The Straits Times Editorial
The editorial is a last minute analysis on Japan's Upper House election coming up on Sunday 11th. There could obviously be different views on the way the factors affecting the elections are treated and emphasized in the article. But overall, this is a well-written observation of the present status.
It might, however, worth reviewing the basics at this juncture for analyzing the results and assessing the outcome of the election, because the media in general, especially as the election date draws near, tend to relate every event to the election without placing them in perspective with the real issues, and try to find quick assumptions in terms of "win or lose" without defining what they really mean.
The election is to choose the members of the Upper House where half of it -- 121 out of total 242 -- is elected alternately every three years. What must be noted here is that it is the Lower House that chooses the Prime Minister. (To be more precise, each of the Upper and Lower Houses select a candidate, and if different persons are chosen in each house, the one nominated in the Lower House takes precedence and becomes the Prime Minister.) As the composition of the Lower House, where the ruling coalition holds the majority, -- LDP 249 and Komeito 34 out of total 480 -- would not be affected by the results of the Sunday election, there is no possibility for the oppositions to take hold of the government even if they win a majority in the Upper House - the possibility itself too outrageous to be seriously considered by the critics.
On the other hand, the by-law of the Liberal Democratic Party states that the term of its presidency is for three years.

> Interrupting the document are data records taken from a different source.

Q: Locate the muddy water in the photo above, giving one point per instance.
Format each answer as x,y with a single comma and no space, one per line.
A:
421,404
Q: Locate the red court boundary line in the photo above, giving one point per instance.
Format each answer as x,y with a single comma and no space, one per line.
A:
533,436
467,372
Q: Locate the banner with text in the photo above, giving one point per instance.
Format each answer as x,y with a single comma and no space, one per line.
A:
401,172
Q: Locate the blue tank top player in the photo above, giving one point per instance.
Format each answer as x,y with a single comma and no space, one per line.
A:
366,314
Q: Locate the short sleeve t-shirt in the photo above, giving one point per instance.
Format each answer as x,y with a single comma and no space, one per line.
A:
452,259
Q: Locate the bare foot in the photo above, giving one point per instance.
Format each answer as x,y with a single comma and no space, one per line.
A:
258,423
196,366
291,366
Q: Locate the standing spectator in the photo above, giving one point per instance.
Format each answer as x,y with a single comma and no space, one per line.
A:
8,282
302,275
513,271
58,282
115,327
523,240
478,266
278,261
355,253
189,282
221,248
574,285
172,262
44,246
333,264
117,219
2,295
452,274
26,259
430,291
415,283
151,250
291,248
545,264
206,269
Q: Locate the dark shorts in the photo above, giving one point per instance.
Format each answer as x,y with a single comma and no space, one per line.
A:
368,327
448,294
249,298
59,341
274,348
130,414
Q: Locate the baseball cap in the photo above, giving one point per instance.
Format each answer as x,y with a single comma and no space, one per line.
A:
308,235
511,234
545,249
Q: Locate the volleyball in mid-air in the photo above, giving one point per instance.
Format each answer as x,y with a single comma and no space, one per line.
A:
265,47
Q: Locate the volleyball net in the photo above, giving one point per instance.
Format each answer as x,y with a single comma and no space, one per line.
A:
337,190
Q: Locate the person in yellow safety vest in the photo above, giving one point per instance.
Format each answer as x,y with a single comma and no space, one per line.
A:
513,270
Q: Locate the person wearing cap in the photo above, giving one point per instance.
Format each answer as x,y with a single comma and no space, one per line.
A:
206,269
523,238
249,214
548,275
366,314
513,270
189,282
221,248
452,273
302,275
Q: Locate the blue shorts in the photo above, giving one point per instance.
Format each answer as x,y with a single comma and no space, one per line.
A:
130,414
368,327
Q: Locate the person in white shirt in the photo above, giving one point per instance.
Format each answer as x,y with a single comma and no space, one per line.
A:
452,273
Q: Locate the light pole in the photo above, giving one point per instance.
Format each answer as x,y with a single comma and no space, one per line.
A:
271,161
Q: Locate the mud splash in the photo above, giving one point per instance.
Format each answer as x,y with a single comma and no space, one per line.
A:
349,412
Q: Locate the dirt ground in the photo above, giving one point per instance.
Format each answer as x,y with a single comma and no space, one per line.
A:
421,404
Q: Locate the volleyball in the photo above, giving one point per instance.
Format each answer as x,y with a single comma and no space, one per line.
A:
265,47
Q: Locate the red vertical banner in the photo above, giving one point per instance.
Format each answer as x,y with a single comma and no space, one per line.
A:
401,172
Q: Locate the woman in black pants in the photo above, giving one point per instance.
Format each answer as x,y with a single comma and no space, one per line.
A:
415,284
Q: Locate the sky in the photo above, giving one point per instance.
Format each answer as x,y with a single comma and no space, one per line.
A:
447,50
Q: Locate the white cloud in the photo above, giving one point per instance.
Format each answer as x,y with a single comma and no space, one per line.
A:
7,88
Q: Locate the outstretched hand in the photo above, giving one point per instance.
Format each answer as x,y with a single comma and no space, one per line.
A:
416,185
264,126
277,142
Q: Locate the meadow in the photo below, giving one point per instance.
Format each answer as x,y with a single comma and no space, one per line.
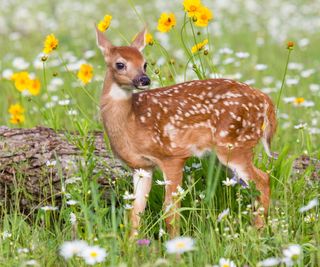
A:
272,46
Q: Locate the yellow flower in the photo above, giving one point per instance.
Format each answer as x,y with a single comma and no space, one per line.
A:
166,22
85,73
203,17
34,87
199,46
149,39
192,7
17,119
16,109
299,100
105,23
50,44
21,80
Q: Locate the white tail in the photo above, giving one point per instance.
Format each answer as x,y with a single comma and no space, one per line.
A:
165,126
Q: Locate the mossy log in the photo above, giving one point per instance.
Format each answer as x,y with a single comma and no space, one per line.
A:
34,163
28,173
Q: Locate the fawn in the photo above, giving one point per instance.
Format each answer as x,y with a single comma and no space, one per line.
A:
165,126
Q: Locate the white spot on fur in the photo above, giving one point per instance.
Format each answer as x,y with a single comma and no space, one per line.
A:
118,93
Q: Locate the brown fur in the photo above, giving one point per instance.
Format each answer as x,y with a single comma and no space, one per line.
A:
165,126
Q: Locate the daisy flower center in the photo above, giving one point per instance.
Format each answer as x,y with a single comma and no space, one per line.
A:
93,254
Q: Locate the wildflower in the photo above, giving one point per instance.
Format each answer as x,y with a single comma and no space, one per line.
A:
93,255
261,67
298,100
128,196
31,263
105,23
269,262
50,44
290,45
226,263
6,235
128,207
51,163
166,22
229,182
311,204
301,126
149,39
85,73
72,248
192,7
47,208
179,245
223,214
34,87
17,119
73,218
165,182
203,17
71,202
143,242
16,109
199,46
141,174
21,80
292,253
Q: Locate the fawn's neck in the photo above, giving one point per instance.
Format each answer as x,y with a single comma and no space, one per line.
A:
115,104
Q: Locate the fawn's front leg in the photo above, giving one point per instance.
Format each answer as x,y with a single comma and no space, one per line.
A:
173,173
142,186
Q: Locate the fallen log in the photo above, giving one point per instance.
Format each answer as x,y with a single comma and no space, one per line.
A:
36,163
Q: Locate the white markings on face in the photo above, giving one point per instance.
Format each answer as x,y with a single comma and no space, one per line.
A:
118,93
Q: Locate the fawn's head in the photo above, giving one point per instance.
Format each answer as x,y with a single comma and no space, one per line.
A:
126,63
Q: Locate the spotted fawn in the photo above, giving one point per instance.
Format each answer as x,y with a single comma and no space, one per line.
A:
163,127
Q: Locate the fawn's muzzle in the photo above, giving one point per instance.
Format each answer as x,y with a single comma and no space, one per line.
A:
141,81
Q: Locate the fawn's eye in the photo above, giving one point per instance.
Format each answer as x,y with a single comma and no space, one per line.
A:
120,66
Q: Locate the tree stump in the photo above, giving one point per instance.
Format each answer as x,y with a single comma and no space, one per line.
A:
34,163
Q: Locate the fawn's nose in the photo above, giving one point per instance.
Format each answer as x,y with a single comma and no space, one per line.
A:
144,80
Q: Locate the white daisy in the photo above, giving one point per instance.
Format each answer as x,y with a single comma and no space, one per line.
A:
141,173
128,196
269,262
47,208
72,248
179,245
226,263
229,182
165,182
93,255
293,252
311,204
223,214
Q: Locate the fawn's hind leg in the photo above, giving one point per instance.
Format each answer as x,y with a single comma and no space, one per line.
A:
240,160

Mr Koizumi won the party election in September last year, so his tenure remains for two more years. Of course, there is no legal requirement for the leader of the ruling party to become the Prime Minister, but it is difficult to justify and impractical to adopt any other format.
Accordingly, no matter what the result of the coming election, Mr Koizumi is to remain as the Prime Minister, leading the coalition of the LDP and the New Komeito.
Such is a statutory analysis, however boring it may be. But, in real live politics, anything can happen.
If the ruling coalition wins a comfortable majority, then nothing should happen. Mr Koizumi will be considered to have won the confidence of the voters. But if the LDP "loses," i.e. not acquire the volume of support many "feel" it appropriate, political pressures could mount to the extent where Mr Koizumi would be deemed to have lost leadership. The problem is, however, there seems to be no one prepared to succeed Mr Koizumi even if he resigns at his will. While the Prime Minister needs to be backed by the LDP due of the composition of the Lower House as explained above, every faction leader within the LDP seems to have given up grabbing presidency in the immediate future, and to hibernate until Mr Koizumi's term is up.